Saat hendak memasukkan laptop, ponselnya berbunyi. Bukan karena ada panggilan masuk, melainkan ada sebuah pesan. Dari Danish.

Om Danish: Hen, besok mau ambil akta notarisnya bareng-bareng? Setidaknya kita nanti langsung bisa daftar akun di web PNRI terlebih dulu sambil nunggu proses surat-surat lainnya diselesaikan.

Begitu isi pesannya. Setelah membacanya dengan cermat, Hendra langsung mengetikkan pesan balasan.

To Om Danish: Maaf, Om, Hendra nggak bisa nemani Om ambil akta notarisnya. Ibu masuk rumah sakit. Mohon doanya dari Om dan sekeluarga supaya ibunya Hendra diberi yang terbaik sama Allah.

Tiba-tiba masuk panggilan dari Danish setelah beberapa menit pesan terkirim.

"Assalamualaikum, Nak Hendra. Aminah dirawat di rumah sakit mana?"

"Waalaikumussalam. Di RS. Sehat Sejahtera, Om."

"Oke, makasih. Besok pagi Om sama Tante ke sana. Jam jenguk buka jam jerapa di sana?"

"Kalau pagi pukul 10.30 sampai 11.30, Om. Kalau sore pukul 16.30 sampai 20.30."

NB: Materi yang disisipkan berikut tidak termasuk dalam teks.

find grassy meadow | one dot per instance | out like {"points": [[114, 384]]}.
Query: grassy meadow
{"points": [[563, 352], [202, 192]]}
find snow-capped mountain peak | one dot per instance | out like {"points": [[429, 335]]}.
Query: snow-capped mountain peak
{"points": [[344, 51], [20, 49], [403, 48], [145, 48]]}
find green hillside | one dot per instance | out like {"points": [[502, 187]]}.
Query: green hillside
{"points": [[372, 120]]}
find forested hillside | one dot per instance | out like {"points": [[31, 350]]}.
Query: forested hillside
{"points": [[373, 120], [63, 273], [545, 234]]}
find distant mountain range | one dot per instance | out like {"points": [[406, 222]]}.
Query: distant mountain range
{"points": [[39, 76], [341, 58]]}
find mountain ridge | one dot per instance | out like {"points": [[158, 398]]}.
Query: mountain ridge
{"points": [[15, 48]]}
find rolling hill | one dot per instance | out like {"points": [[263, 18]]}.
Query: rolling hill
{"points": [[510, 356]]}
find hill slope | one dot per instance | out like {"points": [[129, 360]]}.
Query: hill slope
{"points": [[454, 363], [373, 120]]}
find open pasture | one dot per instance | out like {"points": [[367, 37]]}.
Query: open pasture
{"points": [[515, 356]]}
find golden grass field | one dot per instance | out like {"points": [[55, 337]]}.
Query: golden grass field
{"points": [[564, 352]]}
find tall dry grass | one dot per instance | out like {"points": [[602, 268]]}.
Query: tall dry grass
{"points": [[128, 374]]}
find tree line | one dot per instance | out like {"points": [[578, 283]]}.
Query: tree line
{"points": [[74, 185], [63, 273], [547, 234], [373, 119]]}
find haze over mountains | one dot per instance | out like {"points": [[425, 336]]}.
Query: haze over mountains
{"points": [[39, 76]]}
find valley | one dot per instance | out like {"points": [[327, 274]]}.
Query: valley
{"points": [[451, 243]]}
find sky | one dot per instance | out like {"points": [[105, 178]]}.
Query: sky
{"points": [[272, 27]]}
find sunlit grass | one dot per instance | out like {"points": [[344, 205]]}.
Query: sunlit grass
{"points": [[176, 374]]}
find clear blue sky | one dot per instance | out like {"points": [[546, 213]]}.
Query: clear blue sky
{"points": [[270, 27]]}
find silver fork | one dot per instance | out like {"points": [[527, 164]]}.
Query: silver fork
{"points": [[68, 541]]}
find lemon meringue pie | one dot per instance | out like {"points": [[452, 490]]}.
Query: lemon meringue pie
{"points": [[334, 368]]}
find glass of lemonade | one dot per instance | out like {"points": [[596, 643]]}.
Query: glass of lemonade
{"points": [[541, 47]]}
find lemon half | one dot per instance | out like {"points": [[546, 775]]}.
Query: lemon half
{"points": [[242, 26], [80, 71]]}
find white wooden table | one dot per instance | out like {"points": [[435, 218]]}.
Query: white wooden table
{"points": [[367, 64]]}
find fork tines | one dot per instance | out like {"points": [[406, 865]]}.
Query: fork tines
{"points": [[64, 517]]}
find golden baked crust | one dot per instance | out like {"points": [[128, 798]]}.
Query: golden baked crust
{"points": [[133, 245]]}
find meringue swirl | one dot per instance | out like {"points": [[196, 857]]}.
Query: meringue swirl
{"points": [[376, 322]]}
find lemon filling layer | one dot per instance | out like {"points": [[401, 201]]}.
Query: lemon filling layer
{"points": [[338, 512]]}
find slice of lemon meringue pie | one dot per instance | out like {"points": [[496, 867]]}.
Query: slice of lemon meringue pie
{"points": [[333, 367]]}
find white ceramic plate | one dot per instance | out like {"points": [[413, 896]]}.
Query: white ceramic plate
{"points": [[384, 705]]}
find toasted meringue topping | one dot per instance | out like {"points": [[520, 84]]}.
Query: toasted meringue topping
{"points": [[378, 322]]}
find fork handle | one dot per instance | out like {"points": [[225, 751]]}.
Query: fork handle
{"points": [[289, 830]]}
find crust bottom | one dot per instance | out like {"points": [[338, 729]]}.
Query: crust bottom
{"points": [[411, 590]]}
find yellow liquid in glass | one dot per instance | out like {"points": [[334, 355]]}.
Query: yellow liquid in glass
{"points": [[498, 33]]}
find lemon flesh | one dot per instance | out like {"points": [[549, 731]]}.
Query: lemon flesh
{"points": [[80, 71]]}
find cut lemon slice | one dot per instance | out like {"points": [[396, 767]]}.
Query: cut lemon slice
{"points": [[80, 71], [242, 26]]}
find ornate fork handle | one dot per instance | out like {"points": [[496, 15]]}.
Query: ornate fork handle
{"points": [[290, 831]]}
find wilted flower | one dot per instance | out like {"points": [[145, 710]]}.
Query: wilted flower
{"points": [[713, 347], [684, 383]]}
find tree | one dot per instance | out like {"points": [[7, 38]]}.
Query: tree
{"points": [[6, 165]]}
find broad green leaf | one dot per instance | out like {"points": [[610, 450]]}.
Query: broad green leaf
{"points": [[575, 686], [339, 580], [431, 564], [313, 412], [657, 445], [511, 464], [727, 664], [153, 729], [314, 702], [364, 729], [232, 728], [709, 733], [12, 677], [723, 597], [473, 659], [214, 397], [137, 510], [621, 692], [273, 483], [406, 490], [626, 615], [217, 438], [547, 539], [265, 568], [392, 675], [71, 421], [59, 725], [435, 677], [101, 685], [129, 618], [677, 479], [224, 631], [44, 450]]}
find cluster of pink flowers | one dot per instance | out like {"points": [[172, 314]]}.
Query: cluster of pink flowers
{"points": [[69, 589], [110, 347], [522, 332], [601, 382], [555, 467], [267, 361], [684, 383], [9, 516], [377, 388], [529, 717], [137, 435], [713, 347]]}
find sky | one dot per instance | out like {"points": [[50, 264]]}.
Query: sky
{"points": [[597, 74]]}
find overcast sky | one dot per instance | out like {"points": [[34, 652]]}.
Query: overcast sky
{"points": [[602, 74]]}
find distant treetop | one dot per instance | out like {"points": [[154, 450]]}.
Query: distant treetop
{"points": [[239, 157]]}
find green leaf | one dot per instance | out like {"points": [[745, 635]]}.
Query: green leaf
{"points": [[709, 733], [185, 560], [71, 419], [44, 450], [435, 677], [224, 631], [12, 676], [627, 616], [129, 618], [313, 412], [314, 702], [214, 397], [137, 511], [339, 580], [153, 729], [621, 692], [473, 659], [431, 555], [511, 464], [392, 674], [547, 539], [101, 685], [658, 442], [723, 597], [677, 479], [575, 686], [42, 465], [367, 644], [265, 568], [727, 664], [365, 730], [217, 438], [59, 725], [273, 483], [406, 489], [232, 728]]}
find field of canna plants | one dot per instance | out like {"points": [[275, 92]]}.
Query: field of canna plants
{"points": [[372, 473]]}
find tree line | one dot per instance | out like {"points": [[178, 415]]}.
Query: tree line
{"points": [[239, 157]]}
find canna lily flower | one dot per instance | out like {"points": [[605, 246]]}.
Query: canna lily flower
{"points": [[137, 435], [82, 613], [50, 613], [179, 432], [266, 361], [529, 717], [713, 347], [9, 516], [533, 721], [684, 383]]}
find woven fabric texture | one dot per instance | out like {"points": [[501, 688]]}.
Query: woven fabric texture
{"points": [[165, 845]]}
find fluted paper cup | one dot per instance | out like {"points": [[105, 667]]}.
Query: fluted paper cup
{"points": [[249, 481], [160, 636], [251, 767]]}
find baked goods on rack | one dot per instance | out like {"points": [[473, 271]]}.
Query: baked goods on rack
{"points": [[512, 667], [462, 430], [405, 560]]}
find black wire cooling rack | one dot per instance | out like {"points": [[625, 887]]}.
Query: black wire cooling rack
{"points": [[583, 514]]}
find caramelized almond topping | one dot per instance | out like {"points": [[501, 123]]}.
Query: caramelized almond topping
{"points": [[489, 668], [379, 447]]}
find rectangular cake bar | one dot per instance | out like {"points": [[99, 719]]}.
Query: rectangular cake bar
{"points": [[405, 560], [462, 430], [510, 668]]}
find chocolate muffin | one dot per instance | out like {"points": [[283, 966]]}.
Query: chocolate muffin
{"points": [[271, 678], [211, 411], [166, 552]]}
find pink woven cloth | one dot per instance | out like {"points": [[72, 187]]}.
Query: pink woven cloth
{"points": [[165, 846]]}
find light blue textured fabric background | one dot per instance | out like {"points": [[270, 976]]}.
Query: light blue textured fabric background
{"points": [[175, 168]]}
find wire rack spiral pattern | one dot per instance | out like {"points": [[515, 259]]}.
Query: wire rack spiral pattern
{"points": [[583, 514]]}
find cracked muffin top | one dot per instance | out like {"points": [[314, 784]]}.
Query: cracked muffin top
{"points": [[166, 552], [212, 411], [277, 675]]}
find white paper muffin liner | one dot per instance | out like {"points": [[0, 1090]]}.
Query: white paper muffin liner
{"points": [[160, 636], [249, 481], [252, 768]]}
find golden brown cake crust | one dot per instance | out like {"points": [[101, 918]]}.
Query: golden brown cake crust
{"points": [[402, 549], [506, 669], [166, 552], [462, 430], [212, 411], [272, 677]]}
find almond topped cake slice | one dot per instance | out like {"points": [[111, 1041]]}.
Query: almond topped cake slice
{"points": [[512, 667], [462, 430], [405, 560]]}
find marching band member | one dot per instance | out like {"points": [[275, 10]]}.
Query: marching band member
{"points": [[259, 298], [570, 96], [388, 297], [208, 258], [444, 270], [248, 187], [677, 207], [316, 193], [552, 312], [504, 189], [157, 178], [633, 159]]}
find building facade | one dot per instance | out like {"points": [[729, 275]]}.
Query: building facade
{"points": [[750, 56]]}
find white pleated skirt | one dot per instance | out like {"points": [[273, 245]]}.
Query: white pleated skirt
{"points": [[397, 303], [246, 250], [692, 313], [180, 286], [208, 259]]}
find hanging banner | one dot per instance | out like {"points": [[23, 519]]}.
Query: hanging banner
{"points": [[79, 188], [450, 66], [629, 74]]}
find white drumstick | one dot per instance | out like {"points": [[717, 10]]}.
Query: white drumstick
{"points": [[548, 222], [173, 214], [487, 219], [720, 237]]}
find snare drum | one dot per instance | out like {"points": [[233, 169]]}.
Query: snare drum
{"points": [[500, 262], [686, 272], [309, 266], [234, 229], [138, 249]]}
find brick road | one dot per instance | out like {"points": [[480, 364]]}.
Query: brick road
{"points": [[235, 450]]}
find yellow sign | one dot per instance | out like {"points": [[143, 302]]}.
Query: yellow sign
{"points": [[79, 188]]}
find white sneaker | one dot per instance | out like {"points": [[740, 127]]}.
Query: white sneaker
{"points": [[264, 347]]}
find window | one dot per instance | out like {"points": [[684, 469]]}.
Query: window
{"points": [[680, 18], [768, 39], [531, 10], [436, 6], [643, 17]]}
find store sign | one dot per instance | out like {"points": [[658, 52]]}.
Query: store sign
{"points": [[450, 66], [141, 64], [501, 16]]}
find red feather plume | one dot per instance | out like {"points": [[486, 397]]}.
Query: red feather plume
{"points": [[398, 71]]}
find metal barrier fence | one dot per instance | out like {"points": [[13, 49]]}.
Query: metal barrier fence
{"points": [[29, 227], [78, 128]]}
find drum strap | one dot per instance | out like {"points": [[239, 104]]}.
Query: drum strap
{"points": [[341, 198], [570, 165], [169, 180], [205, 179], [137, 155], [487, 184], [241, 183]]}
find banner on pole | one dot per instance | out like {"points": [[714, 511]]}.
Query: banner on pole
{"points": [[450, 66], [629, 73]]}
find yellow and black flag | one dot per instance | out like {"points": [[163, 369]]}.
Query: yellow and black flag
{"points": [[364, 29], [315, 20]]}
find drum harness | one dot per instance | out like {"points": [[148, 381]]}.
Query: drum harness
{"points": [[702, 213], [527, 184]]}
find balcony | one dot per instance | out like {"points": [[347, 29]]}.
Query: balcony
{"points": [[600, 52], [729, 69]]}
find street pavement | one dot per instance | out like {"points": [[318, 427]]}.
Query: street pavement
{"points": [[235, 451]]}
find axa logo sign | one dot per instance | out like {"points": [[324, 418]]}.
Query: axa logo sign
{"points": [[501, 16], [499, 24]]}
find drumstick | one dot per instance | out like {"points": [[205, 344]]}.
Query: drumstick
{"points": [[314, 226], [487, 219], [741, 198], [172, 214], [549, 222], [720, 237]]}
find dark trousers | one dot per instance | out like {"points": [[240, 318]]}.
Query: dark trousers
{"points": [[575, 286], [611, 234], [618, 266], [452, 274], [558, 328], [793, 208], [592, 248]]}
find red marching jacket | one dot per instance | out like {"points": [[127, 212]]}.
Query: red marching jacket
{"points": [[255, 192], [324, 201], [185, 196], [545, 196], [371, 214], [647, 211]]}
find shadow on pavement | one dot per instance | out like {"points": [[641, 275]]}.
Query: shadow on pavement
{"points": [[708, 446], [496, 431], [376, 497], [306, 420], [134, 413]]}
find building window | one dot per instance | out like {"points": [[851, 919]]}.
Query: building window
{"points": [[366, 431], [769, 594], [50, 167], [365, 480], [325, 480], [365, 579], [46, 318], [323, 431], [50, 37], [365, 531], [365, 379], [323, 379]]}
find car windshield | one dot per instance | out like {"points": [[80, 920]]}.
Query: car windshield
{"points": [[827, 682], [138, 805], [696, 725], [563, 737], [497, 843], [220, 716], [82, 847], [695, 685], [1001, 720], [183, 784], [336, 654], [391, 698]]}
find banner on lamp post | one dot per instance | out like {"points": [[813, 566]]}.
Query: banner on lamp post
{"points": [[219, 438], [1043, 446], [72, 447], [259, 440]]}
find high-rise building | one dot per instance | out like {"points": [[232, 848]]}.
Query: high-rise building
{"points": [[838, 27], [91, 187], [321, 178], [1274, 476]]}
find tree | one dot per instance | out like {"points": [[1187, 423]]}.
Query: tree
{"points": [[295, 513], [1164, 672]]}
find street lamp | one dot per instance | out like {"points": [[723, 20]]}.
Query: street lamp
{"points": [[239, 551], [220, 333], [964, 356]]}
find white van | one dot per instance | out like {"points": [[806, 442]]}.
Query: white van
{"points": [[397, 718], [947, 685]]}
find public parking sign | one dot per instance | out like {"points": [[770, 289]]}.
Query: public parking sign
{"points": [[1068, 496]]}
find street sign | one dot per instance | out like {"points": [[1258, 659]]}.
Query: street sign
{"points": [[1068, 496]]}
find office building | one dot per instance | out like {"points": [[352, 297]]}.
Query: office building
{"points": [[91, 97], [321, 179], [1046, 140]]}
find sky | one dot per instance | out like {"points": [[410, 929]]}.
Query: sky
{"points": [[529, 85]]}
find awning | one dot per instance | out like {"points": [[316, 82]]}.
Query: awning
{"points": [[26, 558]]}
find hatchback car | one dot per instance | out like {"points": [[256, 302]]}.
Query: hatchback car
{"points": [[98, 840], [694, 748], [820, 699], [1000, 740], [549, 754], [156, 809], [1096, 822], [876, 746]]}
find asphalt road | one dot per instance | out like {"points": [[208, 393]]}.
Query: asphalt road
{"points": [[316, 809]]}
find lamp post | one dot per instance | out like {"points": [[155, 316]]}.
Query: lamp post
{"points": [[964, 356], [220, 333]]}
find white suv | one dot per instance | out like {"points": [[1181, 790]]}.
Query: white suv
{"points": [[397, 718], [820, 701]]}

"Kirim ke WhatsApp Om aja, Hen. Takutnya nanti Om lupa."

"Oke, Om, nanti Hendra kirim ke WhatsApp Om. Udah dulu, ya, Om. Soalnya ini di rumah. Mau berangkat ke rumah sakit lagi. Kasihan Ibu sendirian. Assalamualaikum."

Setelah Danish menyelesaikan balasan salam, Hendra buru-buru mengakhiri panggilan. Lalu, ia mengirim pesan ke WhatsApp Danish sesuai permintaan pria paruh baya tadi.

Beres memasukkan beberapa pakaian dan barang-barang lain yang perlu dibawa, Hendra langsung menuju rumah sakit. Belum sampai rumah sakit, perutnya terasa perih. Ia ingat kapan terakhir makan. Tadi pagi. Ya, Hendra terakhir mengisi perutnya tadi pagi saat Danish mengajaknya makan bersama usai mengurus CV di kantor notaris. Dan sekarang, pria itu merasakan lapar yang teramat.

Ketika melajukan motornya beberapa meter lagi, lelaki itu melihat rumah makan sederhana. Ia membeli satu porsi ayam geprek. Tentu saja Hendra tidak memakannya langsung di situ. Sebab, itu akan membuat ibunya menunggu semakin lama.